Ni Marine Le Pen ni Mathilde Panot n’ont été citées par Élisabeth Borne

POLITIQUE – Devant les députés ce mercredi 6 juillet, Elisabeth Borne a voulu la toucher collectivement. En clin d’œil à ses alliés, mais aussi à l’adversaire, le premier ministre a cité la quasi-totalité des présidents de groupe à l’Assemblée nationale. Toutes sauf deux : Marine Le Pen du Rassemblement national et Mathilde Panot de La France Insoumise.

Chargée par Emmanuel Macron de consulter l’opposition pour tenter de trouver un accord de gouvernement, Elisabeth Borne a reçu les différents représentants de l’opposition – sept groupes de dix à l’Assemblée – durant les deux semaines post-législatives.

Aucun accord n’a été trouvé et c’est donc un retour au point de départ pour le gouvernement à la poursuite de la majorité. Mais pour montrer sa bonne volonté et adresser à l’opposition qu’il sera indispensable que ses textes soient adoptés, le chef du gouvernement s’est soucié de montrer lors de son discours de politique générale que -presque- tout le monde avait été entendu.

Comme le montre notre vidéo en tête d’article, Élisabeth Borne a cité tous les présidents des groupes d’opposition, d’Olivier Marleix des Républicains à André Chassaigne, (Gauche démocrate et républicaine, concentrée dans la NUPES).

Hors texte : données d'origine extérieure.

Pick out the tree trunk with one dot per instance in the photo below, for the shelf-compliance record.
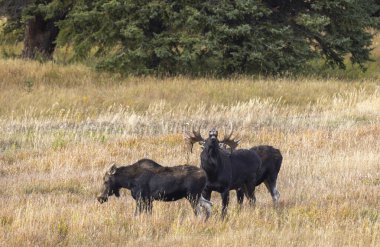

RN et LFI exclus des partis gouvernementaux

Est-ce qu’il manque quelqu’un ? Oui, deux noms. Ni Mathilde Panot, cheffe des députés LFI, ni Marine Le Pen pour le Rassemblement national n’étaient nominées pour le podium. Pourtant, le finaliste à la présidentielle a été bien accueilli à Matignon. Côté rebelle, c’est Adrien Quatennens -numéro 2 du parti- qui avait été choisi comme représentant.

A noter que le Premier ministre n’a pas non plus évoqué Aurore Bergé, chef de file du groupe des députés de la Renaissance. Mais c’est un détail sans importance, Elisabeth Borne étant justement le chef de file de la majorité, même relative.

Par conséquent, cette omission du premier ministre est tout sauf involontaire. Le 26 juin, Emmanuel Macron a annoncé qu’il ne considérait pas les formations de Jean-Luc Mélenchon et de Marine Le Pen comme des “partis de gouvernement” avec lesquels il pourrait trouver un accord. En excluant de fait les deux présidents de ces groupes de son discours, Elisabeth Borne confirme cette ligne.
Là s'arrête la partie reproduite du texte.